The business will also be underwritten on the same forms and with matching guidelines, Lange said.
“[Entertainment is] just one of those things that’s been a gap for us. There’s not a lot of competitors, and this is a good way to get into that business. It’s got some good barriers to entry.”
A significant proportion of the acquired entertainment business’ GPW volume is generated through a capacity deal with Paragon Insurance Holdings’ Reel Media.
Since 2018, Reel Media — which Paragon acquired from 777 Partners in 2022 — has delegated underwriting authority from Allianz to underwrite studio, independent film, and television business in the U.S., among other coverages.
[Entertainment is] just one of those things that’s been a gap for us. There’s not a lot of competitors, and this is a good way to get into that business. It’s got some good barriers to entry.” — Mark Lange
Lange said with the acquisition having completed, that relationship will continue.
“It is an important part of our entertainment business,” Lange said.

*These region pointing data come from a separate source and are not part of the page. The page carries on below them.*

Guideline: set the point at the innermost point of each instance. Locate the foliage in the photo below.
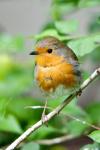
(16, 83)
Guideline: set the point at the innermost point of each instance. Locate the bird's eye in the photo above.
(49, 50)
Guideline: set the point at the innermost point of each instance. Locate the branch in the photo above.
(55, 140)
(95, 74)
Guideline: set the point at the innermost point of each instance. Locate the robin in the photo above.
(56, 65)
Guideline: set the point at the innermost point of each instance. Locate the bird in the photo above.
(56, 65)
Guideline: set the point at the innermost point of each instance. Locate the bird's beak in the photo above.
(34, 53)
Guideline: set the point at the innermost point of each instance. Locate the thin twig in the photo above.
(95, 74)
(55, 140)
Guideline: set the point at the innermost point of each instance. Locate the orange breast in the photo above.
(49, 78)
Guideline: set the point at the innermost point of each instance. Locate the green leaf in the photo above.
(11, 44)
(93, 110)
(10, 124)
(95, 136)
(50, 32)
(66, 27)
(18, 108)
(85, 45)
(94, 146)
(58, 10)
(30, 146)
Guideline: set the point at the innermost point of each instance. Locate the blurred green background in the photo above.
(22, 23)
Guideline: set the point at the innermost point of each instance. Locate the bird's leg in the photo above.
(44, 117)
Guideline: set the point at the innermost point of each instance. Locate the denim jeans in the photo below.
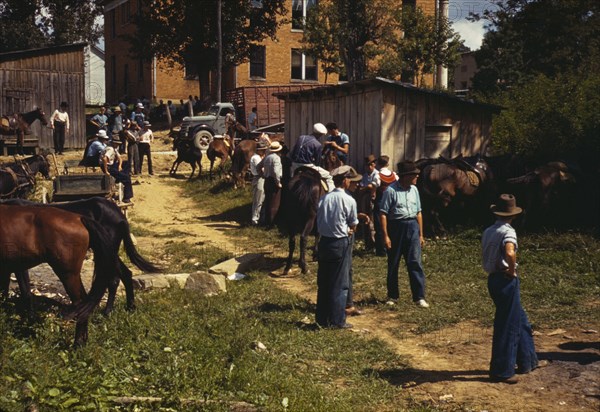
(404, 235)
(332, 281)
(513, 338)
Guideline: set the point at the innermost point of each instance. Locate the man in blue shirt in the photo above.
(512, 342)
(402, 229)
(307, 152)
(336, 220)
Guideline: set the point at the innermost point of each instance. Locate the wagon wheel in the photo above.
(202, 139)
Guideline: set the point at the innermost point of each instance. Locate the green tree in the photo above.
(526, 38)
(27, 24)
(181, 32)
(378, 38)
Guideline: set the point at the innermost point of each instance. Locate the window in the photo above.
(304, 67)
(299, 10)
(141, 69)
(257, 61)
(113, 23)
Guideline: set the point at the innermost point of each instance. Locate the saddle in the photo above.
(312, 174)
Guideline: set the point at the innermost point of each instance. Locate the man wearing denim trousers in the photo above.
(402, 229)
(513, 338)
(336, 220)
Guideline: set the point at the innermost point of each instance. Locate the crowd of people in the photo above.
(398, 231)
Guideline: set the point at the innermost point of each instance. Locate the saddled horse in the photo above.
(114, 222)
(32, 235)
(330, 159)
(19, 124)
(240, 161)
(222, 149)
(189, 153)
(298, 213)
(461, 182)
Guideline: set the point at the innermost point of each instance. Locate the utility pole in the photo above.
(220, 50)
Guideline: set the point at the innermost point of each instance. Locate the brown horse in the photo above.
(240, 161)
(32, 235)
(19, 123)
(299, 212)
(459, 182)
(221, 149)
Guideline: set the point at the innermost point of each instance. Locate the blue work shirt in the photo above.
(340, 140)
(307, 150)
(493, 245)
(398, 203)
(96, 149)
(336, 213)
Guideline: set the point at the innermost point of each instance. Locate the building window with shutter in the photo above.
(299, 10)
(304, 67)
(257, 62)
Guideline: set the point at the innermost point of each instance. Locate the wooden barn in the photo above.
(387, 117)
(44, 78)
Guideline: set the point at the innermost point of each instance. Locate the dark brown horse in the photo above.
(110, 217)
(463, 183)
(19, 123)
(189, 153)
(32, 235)
(222, 149)
(298, 213)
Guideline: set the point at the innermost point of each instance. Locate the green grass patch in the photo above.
(188, 349)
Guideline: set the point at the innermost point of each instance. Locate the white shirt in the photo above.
(254, 161)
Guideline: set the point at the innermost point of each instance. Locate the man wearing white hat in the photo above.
(307, 152)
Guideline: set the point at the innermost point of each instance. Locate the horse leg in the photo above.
(291, 248)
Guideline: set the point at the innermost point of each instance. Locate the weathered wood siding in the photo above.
(357, 113)
(44, 78)
(383, 117)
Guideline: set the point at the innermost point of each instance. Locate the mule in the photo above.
(32, 235)
(459, 182)
(221, 149)
(189, 153)
(19, 125)
(299, 212)
(110, 217)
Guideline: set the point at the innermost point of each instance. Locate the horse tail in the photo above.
(132, 253)
(105, 267)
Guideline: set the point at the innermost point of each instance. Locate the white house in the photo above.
(95, 91)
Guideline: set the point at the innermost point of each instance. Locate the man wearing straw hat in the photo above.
(512, 342)
(112, 164)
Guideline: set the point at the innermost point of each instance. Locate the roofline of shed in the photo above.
(383, 81)
(19, 54)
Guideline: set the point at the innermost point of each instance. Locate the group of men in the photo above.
(400, 229)
(106, 150)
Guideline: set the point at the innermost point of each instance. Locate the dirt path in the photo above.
(449, 367)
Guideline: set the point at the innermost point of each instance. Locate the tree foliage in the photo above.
(526, 38)
(378, 38)
(185, 31)
(539, 60)
(27, 24)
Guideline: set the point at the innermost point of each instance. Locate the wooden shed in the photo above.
(387, 117)
(44, 78)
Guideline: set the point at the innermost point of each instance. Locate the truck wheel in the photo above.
(202, 138)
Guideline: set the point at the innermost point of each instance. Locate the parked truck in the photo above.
(204, 127)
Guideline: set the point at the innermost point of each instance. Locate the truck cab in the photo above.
(205, 126)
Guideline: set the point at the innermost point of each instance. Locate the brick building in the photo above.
(278, 62)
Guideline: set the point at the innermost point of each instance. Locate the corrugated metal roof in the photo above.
(380, 81)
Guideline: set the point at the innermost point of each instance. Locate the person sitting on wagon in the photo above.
(113, 165)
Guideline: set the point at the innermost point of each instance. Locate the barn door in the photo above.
(438, 140)
(16, 100)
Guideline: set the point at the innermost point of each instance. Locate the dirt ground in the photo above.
(448, 368)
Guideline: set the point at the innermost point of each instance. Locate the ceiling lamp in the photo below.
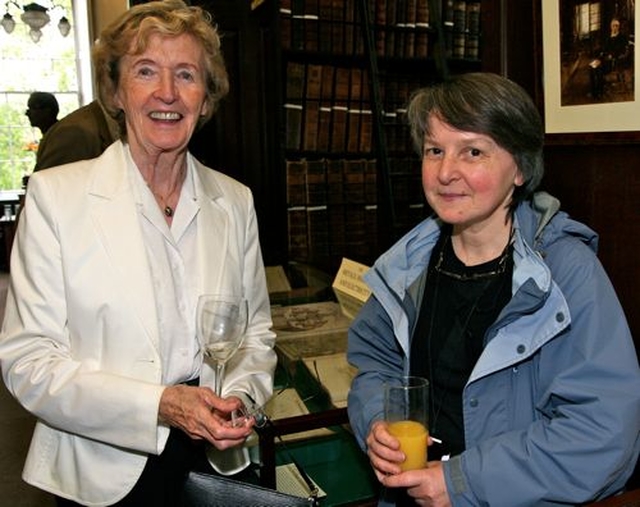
(8, 23)
(36, 17)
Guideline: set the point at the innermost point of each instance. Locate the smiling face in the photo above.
(162, 93)
(467, 177)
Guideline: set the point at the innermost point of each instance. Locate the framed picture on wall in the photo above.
(589, 64)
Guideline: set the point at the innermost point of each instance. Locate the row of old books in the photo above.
(332, 207)
(328, 109)
(335, 26)
(332, 210)
(402, 28)
(462, 28)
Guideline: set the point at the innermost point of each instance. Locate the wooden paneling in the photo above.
(596, 178)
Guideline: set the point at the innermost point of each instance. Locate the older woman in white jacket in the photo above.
(110, 256)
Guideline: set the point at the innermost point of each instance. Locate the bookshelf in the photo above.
(348, 67)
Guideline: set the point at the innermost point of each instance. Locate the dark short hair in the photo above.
(136, 26)
(487, 104)
(44, 100)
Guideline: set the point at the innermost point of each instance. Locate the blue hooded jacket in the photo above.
(552, 407)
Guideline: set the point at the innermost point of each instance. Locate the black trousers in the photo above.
(162, 479)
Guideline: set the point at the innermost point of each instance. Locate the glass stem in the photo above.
(218, 379)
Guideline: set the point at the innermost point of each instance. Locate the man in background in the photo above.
(85, 133)
(42, 110)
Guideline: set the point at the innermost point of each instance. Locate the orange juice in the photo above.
(413, 442)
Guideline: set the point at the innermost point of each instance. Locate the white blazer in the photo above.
(79, 343)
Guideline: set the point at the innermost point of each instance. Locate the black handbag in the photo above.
(206, 490)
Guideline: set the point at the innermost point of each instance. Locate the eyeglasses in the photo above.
(252, 410)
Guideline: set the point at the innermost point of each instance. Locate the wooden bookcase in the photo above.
(314, 122)
(347, 69)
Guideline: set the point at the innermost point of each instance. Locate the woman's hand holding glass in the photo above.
(426, 485)
(204, 416)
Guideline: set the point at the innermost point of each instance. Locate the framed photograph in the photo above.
(589, 65)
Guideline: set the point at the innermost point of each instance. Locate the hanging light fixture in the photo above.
(8, 23)
(36, 17)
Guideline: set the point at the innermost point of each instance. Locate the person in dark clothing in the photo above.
(613, 54)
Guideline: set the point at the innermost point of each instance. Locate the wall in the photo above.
(597, 180)
(104, 12)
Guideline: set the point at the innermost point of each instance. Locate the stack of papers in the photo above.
(334, 374)
(289, 480)
(287, 403)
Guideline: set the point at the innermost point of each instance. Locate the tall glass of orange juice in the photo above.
(406, 409)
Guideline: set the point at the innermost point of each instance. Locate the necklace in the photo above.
(465, 277)
(164, 201)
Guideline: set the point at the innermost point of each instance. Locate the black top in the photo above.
(458, 306)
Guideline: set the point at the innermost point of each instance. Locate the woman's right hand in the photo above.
(202, 415)
(383, 450)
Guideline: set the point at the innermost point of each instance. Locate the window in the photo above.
(56, 64)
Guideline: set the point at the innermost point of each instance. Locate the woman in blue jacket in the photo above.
(500, 302)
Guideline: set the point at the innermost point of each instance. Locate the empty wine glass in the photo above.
(221, 324)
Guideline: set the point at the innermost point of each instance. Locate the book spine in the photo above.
(354, 111)
(410, 37)
(472, 49)
(340, 110)
(447, 24)
(459, 28)
(285, 24)
(378, 11)
(422, 29)
(312, 107)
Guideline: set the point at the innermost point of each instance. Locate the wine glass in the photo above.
(221, 324)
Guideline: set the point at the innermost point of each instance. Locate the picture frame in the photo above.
(570, 104)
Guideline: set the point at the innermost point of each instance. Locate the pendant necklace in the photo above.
(166, 209)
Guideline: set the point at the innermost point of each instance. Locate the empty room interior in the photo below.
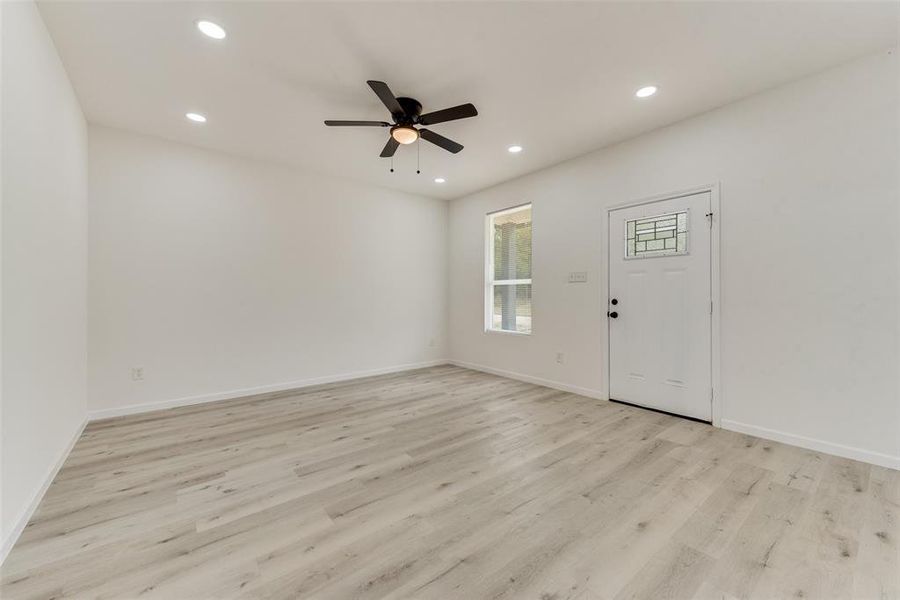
(450, 300)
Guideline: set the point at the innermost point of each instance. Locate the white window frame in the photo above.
(489, 280)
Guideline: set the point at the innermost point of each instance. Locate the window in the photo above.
(508, 270)
(663, 235)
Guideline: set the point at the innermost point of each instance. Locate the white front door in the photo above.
(660, 306)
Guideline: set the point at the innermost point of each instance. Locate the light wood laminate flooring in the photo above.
(449, 483)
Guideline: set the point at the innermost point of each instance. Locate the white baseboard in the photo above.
(119, 411)
(23, 519)
(556, 385)
(875, 458)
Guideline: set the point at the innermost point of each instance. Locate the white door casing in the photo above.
(660, 328)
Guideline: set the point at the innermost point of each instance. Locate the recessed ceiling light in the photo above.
(211, 29)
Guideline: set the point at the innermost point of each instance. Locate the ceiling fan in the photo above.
(406, 114)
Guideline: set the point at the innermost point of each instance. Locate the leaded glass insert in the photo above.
(663, 235)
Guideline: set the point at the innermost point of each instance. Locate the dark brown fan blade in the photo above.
(385, 94)
(357, 124)
(439, 140)
(390, 148)
(463, 111)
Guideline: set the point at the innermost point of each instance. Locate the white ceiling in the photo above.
(557, 78)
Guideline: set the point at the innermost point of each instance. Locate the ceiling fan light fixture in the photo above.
(210, 29)
(404, 134)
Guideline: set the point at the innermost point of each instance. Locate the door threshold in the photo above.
(664, 412)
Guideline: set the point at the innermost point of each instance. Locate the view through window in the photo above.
(509, 270)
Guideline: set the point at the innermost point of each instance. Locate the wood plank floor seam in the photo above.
(450, 483)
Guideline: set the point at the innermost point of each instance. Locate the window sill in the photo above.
(507, 332)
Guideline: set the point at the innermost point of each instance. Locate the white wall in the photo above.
(222, 276)
(810, 225)
(44, 265)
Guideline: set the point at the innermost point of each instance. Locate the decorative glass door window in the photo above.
(663, 235)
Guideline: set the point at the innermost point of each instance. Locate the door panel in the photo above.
(659, 273)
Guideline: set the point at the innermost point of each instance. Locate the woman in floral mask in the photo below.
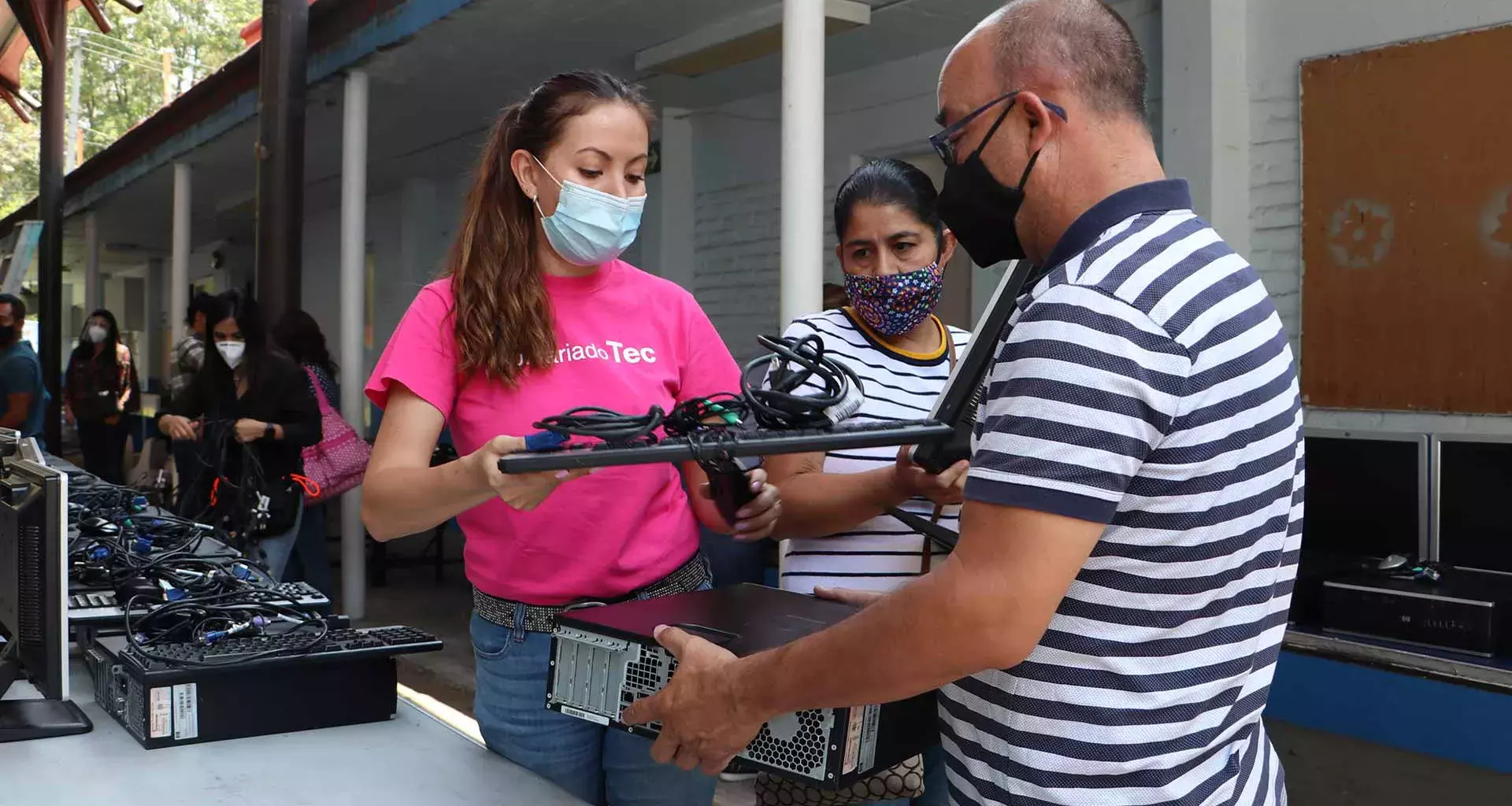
(836, 533)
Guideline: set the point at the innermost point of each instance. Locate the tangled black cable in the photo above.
(769, 398)
(611, 427)
(718, 412)
(206, 620)
(773, 397)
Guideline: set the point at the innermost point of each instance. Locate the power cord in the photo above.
(791, 364)
(611, 427)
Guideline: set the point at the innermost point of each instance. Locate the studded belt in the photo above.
(690, 576)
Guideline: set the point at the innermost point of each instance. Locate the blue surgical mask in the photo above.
(590, 227)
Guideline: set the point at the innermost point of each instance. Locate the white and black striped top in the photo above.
(1147, 384)
(882, 553)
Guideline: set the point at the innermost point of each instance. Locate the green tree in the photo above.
(124, 77)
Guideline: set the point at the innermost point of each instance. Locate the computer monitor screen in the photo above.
(29, 449)
(1366, 495)
(32, 574)
(1474, 486)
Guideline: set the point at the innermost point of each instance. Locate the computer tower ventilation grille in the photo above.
(596, 676)
(29, 607)
(794, 743)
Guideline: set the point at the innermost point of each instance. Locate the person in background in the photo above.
(258, 416)
(300, 336)
(21, 390)
(833, 297)
(537, 315)
(100, 390)
(188, 357)
(1109, 623)
(892, 250)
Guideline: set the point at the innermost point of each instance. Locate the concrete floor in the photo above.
(1322, 768)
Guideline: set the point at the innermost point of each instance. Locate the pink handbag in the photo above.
(339, 460)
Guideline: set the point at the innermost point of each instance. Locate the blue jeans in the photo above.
(312, 556)
(274, 551)
(591, 763)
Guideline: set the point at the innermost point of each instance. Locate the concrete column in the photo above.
(154, 364)
(1206, 105)
(676, 192)
(802, 269)
(91, 264)
(179, 261)
(353, 303)
(417, 235)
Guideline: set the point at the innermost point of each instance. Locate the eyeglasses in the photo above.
(944, 142)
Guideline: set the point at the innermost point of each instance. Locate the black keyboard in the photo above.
(295, 646)
(732, 443)
(100, 605)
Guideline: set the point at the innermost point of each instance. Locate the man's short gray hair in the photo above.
(1081, 43)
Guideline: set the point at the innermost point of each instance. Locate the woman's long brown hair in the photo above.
(502, 320)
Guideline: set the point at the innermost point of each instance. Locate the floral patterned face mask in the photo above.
(894, 305)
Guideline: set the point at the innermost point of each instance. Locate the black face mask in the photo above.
(980, 211)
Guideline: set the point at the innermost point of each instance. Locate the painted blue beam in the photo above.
(380, 32)
(1432, 717)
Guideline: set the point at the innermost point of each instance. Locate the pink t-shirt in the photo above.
(626, 341)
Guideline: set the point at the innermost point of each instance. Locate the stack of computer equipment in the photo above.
(188, 640)
(126, 556)
(1400, 540)
(210, 671)
(32, 582)
(208, 646)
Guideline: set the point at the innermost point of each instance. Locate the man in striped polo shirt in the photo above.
(1109, 625)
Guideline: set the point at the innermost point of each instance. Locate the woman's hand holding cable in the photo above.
(177, 428)
(944, 489)
(759, 518)
(519, 490)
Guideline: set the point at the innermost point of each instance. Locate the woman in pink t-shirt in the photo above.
(537, 315)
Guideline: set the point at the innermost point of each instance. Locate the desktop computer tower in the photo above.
(606, 658)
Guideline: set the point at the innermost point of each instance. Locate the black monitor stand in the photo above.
(21, 720)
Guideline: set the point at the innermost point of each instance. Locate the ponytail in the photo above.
(502, 318)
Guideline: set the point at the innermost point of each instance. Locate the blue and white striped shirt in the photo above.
(1147, 384)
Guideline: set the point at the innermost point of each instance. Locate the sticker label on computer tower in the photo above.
(161, 712)
(187, 711)
(851, 740)
(869, 737)
(581, 714)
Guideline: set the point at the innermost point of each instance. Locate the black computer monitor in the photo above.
(1366, 494)
(29, 449)
(1472, 492)
(34, 582)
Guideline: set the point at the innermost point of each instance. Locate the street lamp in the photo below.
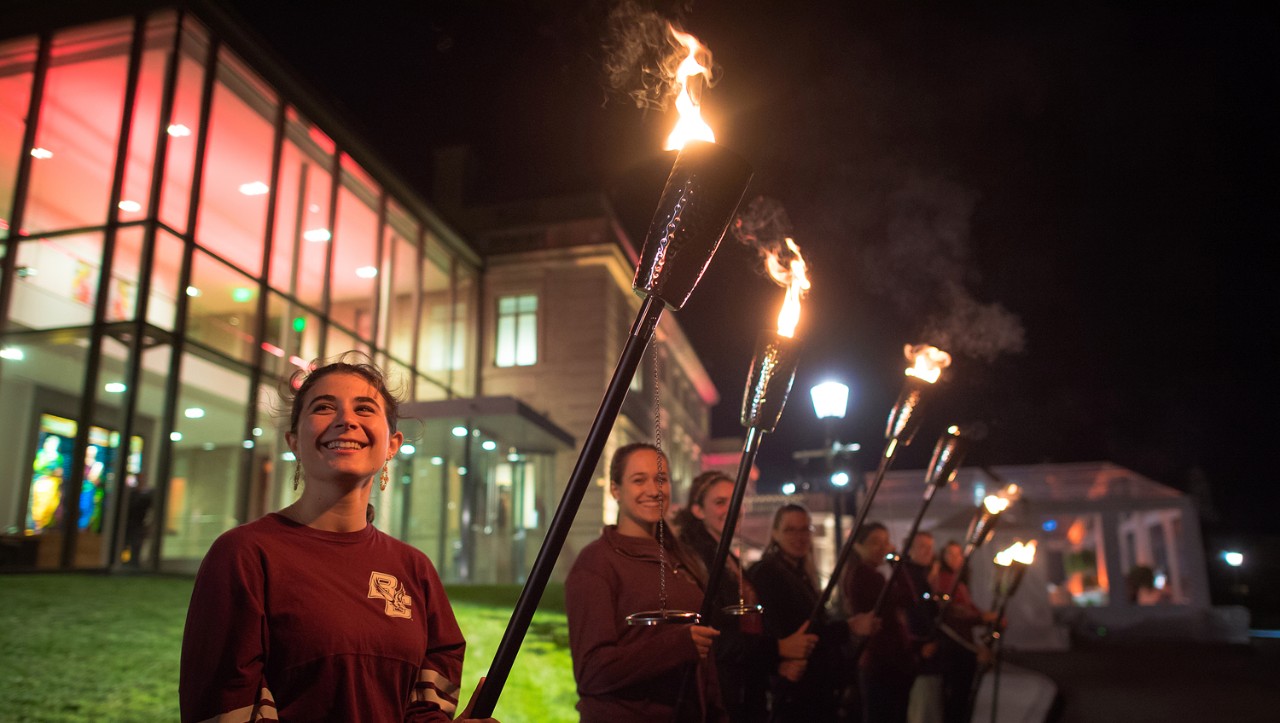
(830, 403)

The COVID-19 pandemic brought about significant losses in entertainment insurers, with concerts and shows cancelled, while television and movie filming was halted.
Some major carriers in the space scaled back or quit the market in response to the losses, but Allianz was not one of them, instead leaning into the space to take advantage of rate hardening that occurred in response to the hefty payouts.
And Lange said, “We’re going to continue that and see where we can continue to enhance that business and bring more solutions to the market.”
The Reel Media tie-up is just one of the MGA and program deals within the portfolio that Arch has acquired from Allianz.
As an investor deck detailing the acquisition outlined, within the U.S. midcorp portfolio that Arch has acquired is a book of programs business that supports MGAs writing commercial insurance — predominantly either general liability, commercial property or inland marine — for small and mid-sized firms.
Currently, that unit provides capacity to over 30 programs.
“A decent size of our book is delegated authority, [and] we’re very comfortable working in those kinds of situations,” Lange said.